The Eerie Timing of An Abortion Anniversary and Charges Against Philadelphia's Dr. Gosnell

Yet the procedure that Gosnell is alleged to have preferred to implement in his practice is one that bears a strong resemblance to something several public officials have voted in support of as U.S. Senators of "late term abortions." These procedures are more commonly referred to as "partial-birth abortions."

Both procedures begin by inducing early labor. Depending on how early, this alone will claim the life of roughly 76% of the pre-born children involved. Therefore in both cases roughly 25% of the pre-born children survive and a dilemma exists.

For parents who went seeking an abortion, a living child is exactly the opposite of what they wished.

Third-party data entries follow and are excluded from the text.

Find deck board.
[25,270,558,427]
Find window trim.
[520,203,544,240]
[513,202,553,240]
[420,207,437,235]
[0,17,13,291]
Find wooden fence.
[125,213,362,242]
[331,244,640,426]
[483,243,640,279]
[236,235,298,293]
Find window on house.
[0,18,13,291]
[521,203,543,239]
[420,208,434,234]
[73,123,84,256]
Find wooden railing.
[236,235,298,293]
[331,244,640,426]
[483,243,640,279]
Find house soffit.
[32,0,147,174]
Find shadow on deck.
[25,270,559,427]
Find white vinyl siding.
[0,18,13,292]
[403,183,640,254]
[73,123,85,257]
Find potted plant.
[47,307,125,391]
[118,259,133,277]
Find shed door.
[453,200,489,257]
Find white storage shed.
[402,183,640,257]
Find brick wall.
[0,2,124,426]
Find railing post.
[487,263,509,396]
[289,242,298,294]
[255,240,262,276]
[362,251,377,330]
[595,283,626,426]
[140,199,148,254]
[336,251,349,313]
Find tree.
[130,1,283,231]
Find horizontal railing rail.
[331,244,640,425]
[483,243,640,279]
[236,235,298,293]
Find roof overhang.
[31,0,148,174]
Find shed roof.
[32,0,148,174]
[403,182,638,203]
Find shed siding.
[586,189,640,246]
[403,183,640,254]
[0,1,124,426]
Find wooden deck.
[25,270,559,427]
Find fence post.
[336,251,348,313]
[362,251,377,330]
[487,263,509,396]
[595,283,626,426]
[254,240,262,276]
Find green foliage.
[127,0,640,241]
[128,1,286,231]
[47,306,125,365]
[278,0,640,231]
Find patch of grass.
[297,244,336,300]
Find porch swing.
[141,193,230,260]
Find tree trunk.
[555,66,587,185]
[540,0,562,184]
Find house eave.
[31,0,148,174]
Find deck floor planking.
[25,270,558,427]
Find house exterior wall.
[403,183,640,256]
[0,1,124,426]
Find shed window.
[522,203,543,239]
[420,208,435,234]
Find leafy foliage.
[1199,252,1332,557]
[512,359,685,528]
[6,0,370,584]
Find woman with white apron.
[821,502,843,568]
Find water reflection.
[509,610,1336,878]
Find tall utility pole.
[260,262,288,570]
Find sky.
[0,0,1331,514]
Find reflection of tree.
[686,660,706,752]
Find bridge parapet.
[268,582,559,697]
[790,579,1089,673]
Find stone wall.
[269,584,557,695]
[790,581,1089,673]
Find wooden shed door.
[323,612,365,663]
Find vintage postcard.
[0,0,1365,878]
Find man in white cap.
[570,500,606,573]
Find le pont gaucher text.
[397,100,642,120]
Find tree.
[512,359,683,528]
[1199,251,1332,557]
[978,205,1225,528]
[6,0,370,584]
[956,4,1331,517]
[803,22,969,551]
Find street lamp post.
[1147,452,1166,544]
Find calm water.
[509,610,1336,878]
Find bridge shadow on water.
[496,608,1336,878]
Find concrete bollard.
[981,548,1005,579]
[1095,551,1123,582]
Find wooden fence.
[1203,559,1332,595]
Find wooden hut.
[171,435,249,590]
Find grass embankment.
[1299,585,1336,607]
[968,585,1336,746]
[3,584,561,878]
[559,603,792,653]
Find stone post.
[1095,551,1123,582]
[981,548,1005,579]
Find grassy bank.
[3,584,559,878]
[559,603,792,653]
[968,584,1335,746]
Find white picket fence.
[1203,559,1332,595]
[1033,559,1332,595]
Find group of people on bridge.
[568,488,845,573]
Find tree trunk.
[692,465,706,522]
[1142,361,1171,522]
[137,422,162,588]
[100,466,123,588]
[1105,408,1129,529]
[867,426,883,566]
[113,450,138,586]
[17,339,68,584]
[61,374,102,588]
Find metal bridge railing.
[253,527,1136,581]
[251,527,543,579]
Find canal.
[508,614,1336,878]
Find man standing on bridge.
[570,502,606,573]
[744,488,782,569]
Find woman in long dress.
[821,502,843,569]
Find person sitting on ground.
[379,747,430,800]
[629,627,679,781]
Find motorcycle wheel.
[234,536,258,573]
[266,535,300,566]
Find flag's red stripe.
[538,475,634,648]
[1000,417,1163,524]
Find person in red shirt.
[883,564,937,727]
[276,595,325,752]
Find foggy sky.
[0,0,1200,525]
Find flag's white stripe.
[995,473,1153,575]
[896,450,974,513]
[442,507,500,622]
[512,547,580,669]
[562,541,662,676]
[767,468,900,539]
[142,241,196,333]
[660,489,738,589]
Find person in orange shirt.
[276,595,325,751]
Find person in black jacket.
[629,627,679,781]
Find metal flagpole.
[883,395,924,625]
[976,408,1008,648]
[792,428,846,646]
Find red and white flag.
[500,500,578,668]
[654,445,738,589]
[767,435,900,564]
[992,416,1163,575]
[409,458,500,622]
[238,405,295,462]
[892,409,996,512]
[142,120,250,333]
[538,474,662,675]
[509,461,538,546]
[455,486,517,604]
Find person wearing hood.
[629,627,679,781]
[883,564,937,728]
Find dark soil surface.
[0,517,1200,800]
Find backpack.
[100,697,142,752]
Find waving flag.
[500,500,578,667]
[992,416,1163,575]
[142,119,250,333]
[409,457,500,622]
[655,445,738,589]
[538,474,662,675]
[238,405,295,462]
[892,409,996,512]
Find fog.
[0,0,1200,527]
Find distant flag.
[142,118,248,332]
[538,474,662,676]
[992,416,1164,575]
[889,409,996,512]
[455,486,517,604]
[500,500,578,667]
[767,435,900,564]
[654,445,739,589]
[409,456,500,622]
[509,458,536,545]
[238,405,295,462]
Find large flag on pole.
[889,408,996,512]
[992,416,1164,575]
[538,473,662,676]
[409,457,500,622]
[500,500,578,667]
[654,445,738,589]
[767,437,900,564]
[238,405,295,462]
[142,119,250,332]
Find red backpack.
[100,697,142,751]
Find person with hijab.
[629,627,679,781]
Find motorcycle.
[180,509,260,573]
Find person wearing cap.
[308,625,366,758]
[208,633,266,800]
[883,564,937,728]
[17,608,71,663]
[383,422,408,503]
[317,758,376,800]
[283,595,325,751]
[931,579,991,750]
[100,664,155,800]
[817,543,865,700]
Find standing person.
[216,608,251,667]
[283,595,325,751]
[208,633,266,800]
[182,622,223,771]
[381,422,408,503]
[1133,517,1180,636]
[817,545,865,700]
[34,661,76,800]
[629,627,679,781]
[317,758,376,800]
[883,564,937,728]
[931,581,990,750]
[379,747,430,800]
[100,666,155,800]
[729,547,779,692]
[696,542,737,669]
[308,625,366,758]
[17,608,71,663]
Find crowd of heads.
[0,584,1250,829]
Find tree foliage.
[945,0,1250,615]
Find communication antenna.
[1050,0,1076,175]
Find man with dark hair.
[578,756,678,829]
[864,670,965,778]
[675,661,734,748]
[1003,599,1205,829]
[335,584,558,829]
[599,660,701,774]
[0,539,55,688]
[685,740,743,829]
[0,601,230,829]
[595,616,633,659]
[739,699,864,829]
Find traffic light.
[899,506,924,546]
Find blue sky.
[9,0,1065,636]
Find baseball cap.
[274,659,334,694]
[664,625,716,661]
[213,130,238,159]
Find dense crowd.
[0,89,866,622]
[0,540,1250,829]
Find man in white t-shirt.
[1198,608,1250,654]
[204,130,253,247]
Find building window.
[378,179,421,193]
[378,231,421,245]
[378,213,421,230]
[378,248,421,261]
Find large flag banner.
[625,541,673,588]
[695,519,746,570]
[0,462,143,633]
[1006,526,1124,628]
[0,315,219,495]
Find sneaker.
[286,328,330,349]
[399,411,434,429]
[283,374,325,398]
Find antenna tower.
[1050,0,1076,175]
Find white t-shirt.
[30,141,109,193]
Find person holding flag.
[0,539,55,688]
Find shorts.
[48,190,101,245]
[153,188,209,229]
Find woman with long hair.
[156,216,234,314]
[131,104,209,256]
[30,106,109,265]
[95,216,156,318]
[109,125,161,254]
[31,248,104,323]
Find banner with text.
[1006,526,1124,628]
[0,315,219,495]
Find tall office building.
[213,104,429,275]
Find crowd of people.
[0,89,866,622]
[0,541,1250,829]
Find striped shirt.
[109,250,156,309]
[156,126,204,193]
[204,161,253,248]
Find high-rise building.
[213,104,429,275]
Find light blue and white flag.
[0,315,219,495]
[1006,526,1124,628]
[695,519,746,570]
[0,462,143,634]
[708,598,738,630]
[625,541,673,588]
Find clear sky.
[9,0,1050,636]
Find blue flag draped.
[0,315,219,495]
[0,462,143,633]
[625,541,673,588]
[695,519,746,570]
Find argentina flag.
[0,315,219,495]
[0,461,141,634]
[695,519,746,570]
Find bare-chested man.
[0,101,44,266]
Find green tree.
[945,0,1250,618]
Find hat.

In Gosnell's case he carried the delivery through to completion, it is alleged that he would then end the child's life by using a pair of scissors to snip the spinal cord.

With the majority of "partial-birth abortions" the medical practitioner would deliver the child to within two inches of being completely out of the birth canal, then using a pair of scissors, or a scalpel, would puncture the base of the head, and snip the spinal cord.

What would follow in both procedures would normally be a suctioning of the skull, disposal of the medical and human waste, and the surgical repair of the patient, if any was needed -- both procedures regularly required some repair.

I spoke with three labor and delivery nurses who are familiar with the procedures, two of them had also read the grand jury's indictment. All remarked at how similar the procedures were.